Amidst these performances, on March 1, is also musician, actress, and activist Mariana Sadovska. Sadovska has taught vocal workshops around the world and, in 2008, was a Fulbright scholar. The piece she will perform, “The Night is Just Beginning,” was inspired by a trip to the eastern Donbas region in 2015 and 2016, during which she visited two villages and experienced musical traditions that endured despite the destruction in the region—stretching back to famines in the 1930s as part of the period of collectivization under Joseph Stalin.
“For me, it was really important to speak and give a voice for people living there and to let the audiences in Europe and America [know about them],” says Sadovska.
The performance is a journey through the Donbas region that will include traditional Ukrainian vocals, field recordings, electric keyboard, as well as elements of theater and storytelling. It’s part of a broader effort, she says, to support resistance in Europe and elsewhere by generating empathy, support, and solidarity. Along with her husband, a theater director, she invites Ukrainian artists to Europe for festivals, panel discussions, concerts, and more, to bridge gaps in cross-cultural understanding.
“[Performances like these] help us understand that when you’re reading the news, Ukraine is at war and it seems to be an entity, but then you realize it’s people,” says Claudia Tordini, who co-teaches Art as Intercultural Dialogue for the SNF Paideia Program at Penn, alongside Fanchon Silberstein. “These are people with values, with history, with families, and with artistic inclinations—it humanizes our perception of the country.”
Because an art form like music lacks a physical form, Tordini says, it needs to be performed or recorded to maintain itself.
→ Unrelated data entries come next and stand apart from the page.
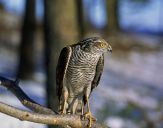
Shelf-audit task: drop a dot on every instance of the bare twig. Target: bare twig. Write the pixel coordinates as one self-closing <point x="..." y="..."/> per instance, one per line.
<point x="24" y="99"/>
<point x="72" y="121"/>
<point x="40" y="114"/>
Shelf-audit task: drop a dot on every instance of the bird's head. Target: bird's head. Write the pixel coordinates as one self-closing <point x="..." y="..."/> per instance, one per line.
<point x="95" y="45"/>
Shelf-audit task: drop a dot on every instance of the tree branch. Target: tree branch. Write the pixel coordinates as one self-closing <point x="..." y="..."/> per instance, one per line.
<point x="40" y="114"/>
<point x="23" y="98"/>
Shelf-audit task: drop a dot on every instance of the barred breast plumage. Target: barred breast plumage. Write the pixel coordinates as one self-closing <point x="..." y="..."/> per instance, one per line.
<point x="79" y="70"/>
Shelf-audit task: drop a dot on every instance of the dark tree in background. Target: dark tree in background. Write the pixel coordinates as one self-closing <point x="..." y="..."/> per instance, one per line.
<point x="80" y="17"/>
<point x="60" y="28"/>
<point x="26" y="60"/>
<point x="112" y="15"/>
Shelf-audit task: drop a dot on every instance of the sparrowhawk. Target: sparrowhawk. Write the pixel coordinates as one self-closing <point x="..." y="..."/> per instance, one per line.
<point x="78" y="72"/>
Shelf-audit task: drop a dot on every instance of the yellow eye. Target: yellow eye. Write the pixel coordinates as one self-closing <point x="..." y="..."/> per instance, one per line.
<point x="102" y="45"/>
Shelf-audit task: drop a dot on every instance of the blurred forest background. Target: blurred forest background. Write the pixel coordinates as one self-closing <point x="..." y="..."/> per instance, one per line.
<point x="32" y="33"/>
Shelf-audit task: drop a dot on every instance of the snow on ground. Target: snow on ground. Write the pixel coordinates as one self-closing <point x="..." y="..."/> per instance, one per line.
<point x="35" y="91"/>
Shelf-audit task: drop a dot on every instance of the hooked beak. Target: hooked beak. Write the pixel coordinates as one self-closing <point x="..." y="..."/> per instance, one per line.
<point x="109" y="48"/>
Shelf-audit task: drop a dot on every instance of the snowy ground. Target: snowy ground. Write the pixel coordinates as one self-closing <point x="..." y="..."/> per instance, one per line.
<point x="131" y="84"/>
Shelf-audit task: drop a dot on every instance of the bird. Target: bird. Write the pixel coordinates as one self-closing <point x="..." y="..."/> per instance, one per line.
<point x="78" y="72"/>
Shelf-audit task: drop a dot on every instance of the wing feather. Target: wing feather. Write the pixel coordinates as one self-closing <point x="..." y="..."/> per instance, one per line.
<point x="62" y="68"/>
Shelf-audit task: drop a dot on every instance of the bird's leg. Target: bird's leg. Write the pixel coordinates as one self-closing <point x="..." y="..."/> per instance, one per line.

And, ideally, is put in dialogue with new audiences like those at Penn Live Arts to spark questions that might provide deeper answers, extending the reach and life of the tradition.
“There will be destruction, there will be loss, but as long as there are people taking in information, memory, family life, the stories of older people, something is retained,” adds Silberstein. “And I think in Ukraine’s case, there’s been so much human loss, and yet there are people around who have known those people and who are really holding this culture close.”
Sadovska hopes audiences will come with a hunger to learn and engage.
“I want them to fall in love with Ukrainian music, and I want them to fall in love with such strength that they will not get tired,” Sadovska says. “I will be performing some pieces which I learned in the villages and cities which are now under occupation, and we don’t know what will happen. But I want this music to survive, I want art and Ukrainian culture to survive, this is why we need a lot of love, so that nobody will get fatigued or tired.”